# Компьютерные технологии > Железо (hardware) > Периферийные устройства >  Дуплекс, печать 2 документов на 1 листе

## Gitarist

Народ, возникла такая ситуция. Есть оборудование, конкретно - линия технического осмотра. При прохождении осмотра печатается документ, наверное все получали и видали, на одной стороне печатается данные машины с фотографией, а на другой печатется результат технического осмотра. вот сейчас оператор оборудования постоянно печатает сначала 1 лист переворачивает его и печатает вторую сторону.
Решили мы приобрести принтер с поддержкой дуплекса, но предварительно взял старенький HP LJ 2015D и пошел проверить а будет ли работать.
Как знал - не получается, в программе выставляется печать 1 стороны с фоткой и 1 стороны с результатами. При нажатии на "Печать" программа автоматом отправляет документ на принтер по умолчанию, не позволяет выбирать на какой принтер или какими настройками. Даже если предварительно в операционной системе настроить принтер печатать дуплексом, то ни чего не получается. Программа отправляет эти 2 листа как 2 отдельных документа и в очереди принтера они встают один за другим, и все равно печатается 2 отдельных листа.
Теперь к делу :)
Кто знает?
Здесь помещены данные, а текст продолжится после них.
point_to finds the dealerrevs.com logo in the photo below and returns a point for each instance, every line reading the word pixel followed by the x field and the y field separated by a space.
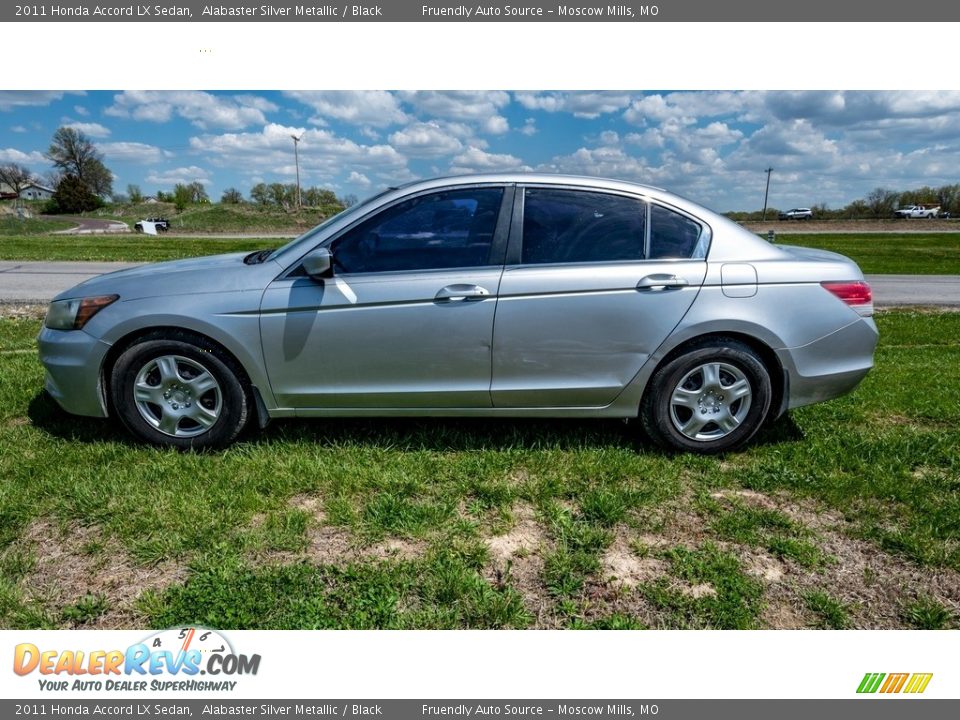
pixel 179 659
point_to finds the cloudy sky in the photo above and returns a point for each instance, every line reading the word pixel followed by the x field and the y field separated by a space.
pixel 713 147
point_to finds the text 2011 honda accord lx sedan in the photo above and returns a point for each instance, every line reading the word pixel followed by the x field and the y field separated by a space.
pixel 487 295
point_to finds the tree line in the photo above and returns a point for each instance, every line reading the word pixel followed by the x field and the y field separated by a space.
pixel 81 182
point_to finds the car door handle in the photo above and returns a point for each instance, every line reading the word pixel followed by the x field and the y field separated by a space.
pixel 659 282
pixel 460 293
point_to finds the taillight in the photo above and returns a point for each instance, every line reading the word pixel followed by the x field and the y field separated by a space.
pixel 855 294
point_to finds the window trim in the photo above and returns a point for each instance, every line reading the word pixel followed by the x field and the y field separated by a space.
pixel 498 245
pixel 515 243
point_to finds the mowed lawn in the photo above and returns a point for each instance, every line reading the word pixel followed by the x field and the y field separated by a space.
pixel 845 514
pixel 890 252
pixel 921 254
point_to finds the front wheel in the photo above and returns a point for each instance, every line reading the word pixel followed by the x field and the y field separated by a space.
pixel 180 391
pixel 710 399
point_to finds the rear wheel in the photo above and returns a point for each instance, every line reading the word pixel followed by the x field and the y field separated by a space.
pixel 184 391
pixel 712 398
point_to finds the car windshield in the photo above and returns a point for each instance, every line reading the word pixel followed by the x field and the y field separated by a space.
pixel 319 228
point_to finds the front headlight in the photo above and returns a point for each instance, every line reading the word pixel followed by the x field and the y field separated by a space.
pixel 75 313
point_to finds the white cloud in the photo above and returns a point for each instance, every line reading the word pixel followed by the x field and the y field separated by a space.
pixel 372 108
pixel 22 158
pixel 323 154
pixel 183 175
pixel 10 99
pixel 94 130
pixel 360 179
pixel 133 152
pixel 203 109
pixel 589 105
pixel 476 106
pixel 473 159
pixel 426 140
pixel 529 127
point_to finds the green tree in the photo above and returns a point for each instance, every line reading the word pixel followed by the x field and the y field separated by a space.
pixel 74 153
pixel 198 193
pixel 260 194
pixel 882 202
pixel 232 196
pixel 73 196
pixel 17 177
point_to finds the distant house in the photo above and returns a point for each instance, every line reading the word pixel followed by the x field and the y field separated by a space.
pixel 33 191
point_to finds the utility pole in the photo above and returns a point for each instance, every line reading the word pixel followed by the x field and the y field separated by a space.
pixel 766 193
pixel 296 155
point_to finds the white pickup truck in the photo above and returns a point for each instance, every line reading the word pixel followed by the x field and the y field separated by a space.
pixel 914 211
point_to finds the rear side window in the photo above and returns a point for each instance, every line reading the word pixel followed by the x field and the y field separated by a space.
pixel 574 226
pixel 450 229
pixel 672 235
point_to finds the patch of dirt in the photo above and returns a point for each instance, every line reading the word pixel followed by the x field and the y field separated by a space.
pixel 765 567
pixel 63 573
pixel 310 504
pixel 516 558
pixel 698 591
pixel 396 549
pixel 621 566
pixel 782 615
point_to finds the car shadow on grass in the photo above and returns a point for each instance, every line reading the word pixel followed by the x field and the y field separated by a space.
pixel 447 434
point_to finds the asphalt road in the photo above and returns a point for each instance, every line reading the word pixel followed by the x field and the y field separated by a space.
pixel 22 281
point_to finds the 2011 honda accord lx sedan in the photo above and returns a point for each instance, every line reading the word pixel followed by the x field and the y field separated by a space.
pixel 487 295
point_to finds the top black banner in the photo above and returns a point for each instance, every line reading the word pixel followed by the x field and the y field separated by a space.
pixel 529 11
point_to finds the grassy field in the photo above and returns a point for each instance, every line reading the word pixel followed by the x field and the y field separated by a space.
pixel 883 253
pixel 11 226
pixel 876 253
pixel 218 218
pixel 132 248
pixel 845 514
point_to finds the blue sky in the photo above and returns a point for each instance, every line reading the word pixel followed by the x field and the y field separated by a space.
pixel 712 146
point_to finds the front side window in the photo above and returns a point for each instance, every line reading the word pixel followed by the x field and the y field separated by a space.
pixel 448 229
pixel 575 226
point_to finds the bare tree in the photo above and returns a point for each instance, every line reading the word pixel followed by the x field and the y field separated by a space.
pixel 17 177
pixel 75 154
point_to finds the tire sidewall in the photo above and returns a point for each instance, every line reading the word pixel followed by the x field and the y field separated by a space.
pixel 234 398
pixel 656 410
Как можно настроить принтер с дуплексом заставить напечатать 2 разных документа в очереди на 1 листе с двух сторон?
присылайте догадки, будем экспереминтировать :)

----------


## Cheechako

Настраивать вроде надо не столько принтер, сколько программу :); можно посмотреть средства вроде FinePrint и его аналогов (ClickBook и т.п.).

----------


## alex_vag

Есть схожая ситуация - только листы неправильно печатаются с терминала при отправке из 1с.. Кто что подскажет ? аппараты xerox 3250 и hp lj 2015d
Когда отправляешь один лист с обоих сторон, печатает правильно. Но две или три копии и все.. путаются листы... Что можно сделать кроме страницы разделителя ?! Началась эта фигня когда перешли на windows 2008 r2. До этого, в win 2003 sp2 все работало нормально

----------